Trawling through the Internet when it has been available this last week, I have been almost overwhelmed by the sheer number of beautifully presented and creative local world class websites, clearly built by what appear to be mostly small Barbadian entrepreneurs. Often with stunning images both in still and video format, the websites are frequently highlighted by outstanding graphics.

To me it raises the question why any private or public sector entities feel the need to venture overseas for this expertise, which is plainly available on our doorstep.

Follow this to a logical conclusion and it is an absolute wonder why so many websites, especially in tourism, look sad, neglected, out-of date and lack the dynamic attraction that is a prerequisite these days to compete on a global stage.

The quality and resolution of images are especially critical. Thirty plus years ago, as a tour operator, I recall spending hours and sometimes days with renowned photographers attempting to capture the ‘right’ picture that would dominate the front cover of a holiday brochure. These would be placed on the shelves in thousands of travel agents throughout the UK.  

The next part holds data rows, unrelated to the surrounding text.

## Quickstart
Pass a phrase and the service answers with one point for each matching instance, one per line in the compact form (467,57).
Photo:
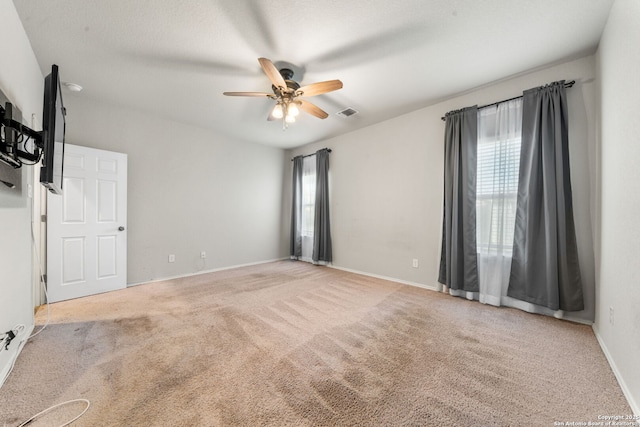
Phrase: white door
(86,225)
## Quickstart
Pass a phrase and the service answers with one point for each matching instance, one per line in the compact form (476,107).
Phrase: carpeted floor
(288,343)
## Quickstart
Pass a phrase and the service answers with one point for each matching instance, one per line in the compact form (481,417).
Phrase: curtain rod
(567,84)
(328,151)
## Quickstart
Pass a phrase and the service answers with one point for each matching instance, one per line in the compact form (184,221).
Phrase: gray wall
(189,190)
(618,227)
(22,83)
(386,182)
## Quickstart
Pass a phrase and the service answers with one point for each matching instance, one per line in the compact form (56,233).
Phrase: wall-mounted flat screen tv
(53,128)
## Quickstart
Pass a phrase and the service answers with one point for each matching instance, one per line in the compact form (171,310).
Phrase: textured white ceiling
(174,58)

The exact placement in a prominent position at eye level was absolutely vital to ensure maximum pick-up and would directly influence the eventual level of bookings. Thankfully, three decades on, the Internet and Social Media have almost eliminated what usually ended up as tons of waste paper, however the importance of quality images remain, in whichever format.

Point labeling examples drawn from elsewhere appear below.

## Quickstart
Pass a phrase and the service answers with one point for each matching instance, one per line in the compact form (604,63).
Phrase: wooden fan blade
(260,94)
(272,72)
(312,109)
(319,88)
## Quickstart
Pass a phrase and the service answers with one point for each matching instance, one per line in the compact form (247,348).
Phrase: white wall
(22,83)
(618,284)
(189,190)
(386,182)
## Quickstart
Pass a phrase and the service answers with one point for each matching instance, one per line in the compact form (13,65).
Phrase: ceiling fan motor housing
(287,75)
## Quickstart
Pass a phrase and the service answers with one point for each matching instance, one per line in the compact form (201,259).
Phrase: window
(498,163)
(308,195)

I remember asking a senior Thomson official at the time, what the brochure collection to booking ratio was and he responded, 50 to 1.

So how do we bring this abundance of locally available creative talent together with the ‘managers’ to elevate these many less than impressive websites?

An improved web presence also has a direct correlation to revenue generated and profits in tourism. The larger percentage of direct bookings attracted at rack rates obviously mean higher profits, some of which it is logical, should be used to enhance your position in the marketplace.

Our ‘tech’ expert recently reported that there has been an increasing use of mobile devices (phones and tablets) to research and book travel and this is highlighted by the leading private sector destination site, Barbados.org where 48 per cent of users are currently using a mobile device to gain access. She also points out that if managers had a more quantitative view of the value of their website they would invest more in improving, maintaining and promoting them.

Tools like Google Analytics, which is free for most businesses where it is possible to do so, down to a transaction (booking) level. Add that it is just as important to understand and target your customer base, by geography, browsing habits, way of accessing the site, etc.

My sincere hope is under the new Barbados Tourism Marketing Inc. that all these objectives will become everyday common practice and our policymakers draw on this incredible fountain of available talent and ability, who are clearly not being fully utilised at this time.


Filed under Barbados, Barbados Tourism

9 responses to “Let’s hope Barbados Tourism Marketing does a good job with the Internet



  2. Cookie

    and the fact that local hotel, restaurants and attractions to do respond to emails from inquiring potential visitors. How hard is it to have someone check email once a day!!! Wake up Barbados! this isn’t 1970.

  3. Anonymous

    If the BTA paid for photographs/artists/creatives rather than expecting freebies all the time, giving you the ‘you should be proud to represent your country’ line, they may get more help, being proud doesn’t pay the bills.

  4. D Oracle.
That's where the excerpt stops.